O que dizem as autoridades
A Polícia Civil afirmou que desde 2020 orienta os delegados a usarem a tecnologia a seu favor para gerar prova nos inquéritos. Procurado, o Tribunal de Justiça do Rio ainda não se pronunciou sobre o caso de Paulo Alberto.
No entanto, em janeiro deste ano, o 2º vice-presidente do TJRJ, desembargador Marcus Henrique Pinto Basílio, publicou o Aviso 2ªVP Nº 01/2022 recomendando que os magistrados do Judiciário fluminense reavaliem, com a urgência necessária, as decisões em que a prisão preventiva do acusado foi decretada com base somente no reconhecimento fotográfico.
De acordo com a publicação, foi "estipulado que o reconhecimento de pessoa, presencialmente ou por fotografia, realizado na fase do inquérito policial, apenas é apto para identificar o réu e fixar a autoria delitiva quando observadas as formalidades previstas no art. 226 do Código de Processo Penal e, ainda, quando corroborado por outras provas colhidas na fase judicial, sob o crivo do contraditório e da ampla defesa, sendo determinado que todos os Tribunais de Justiça dos Estados fossem cientificados do teor daquela decisão."

Ainda de acordo com a decisão, à vista dos efeitos e dos riscos de um reconhecimento falho, a inobservância do procedimento descrito na referida norma processual torna inválido o reconhecimento da pessoa suspeita e não poderá servir para eventual condenação, mesmo se confirmado o reconhecimento em juízo. 
Preso injustamente após reconhecimento fotográfico na mesma delegacia
Alberto Meyrelles Júnior, de 39 anos, foi inocentado pela Justiça do Rio.
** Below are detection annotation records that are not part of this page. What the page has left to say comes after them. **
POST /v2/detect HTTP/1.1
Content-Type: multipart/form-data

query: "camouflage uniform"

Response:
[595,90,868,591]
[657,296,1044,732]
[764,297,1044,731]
Ele era réu por um crime que não cometeu - Cleber Mendes/ Agência O DIA
Alberto Meyrelles Júnior, de 39 anos, foi inocentado pela Justiça do Rio. Ele era réu por um crime que não cometeuCleber Mendes/ Agência O DIA
Em julho do ano passado, o Tribunal de Justiça do Rio de Janeiro (TJRJ), por meio da 1ª Vara Criminal de Bangu, absolveu Alberto Meyrelles Santa Anna Júnior, de 39 anos, preso injustamente após ser identificado por foto 3x4 de uma CNH sua que havia sido roubada no dia do crime do qual era acusado. Alberto chegou a ficar 20 dias preso e o drama dele e de sua família foi acompanhado de perto pelo Dia. De acordo com a decisão do juiz Flavio Silveira Quaresma, não há provas suficientes para condená-lo pelo crime de roubo.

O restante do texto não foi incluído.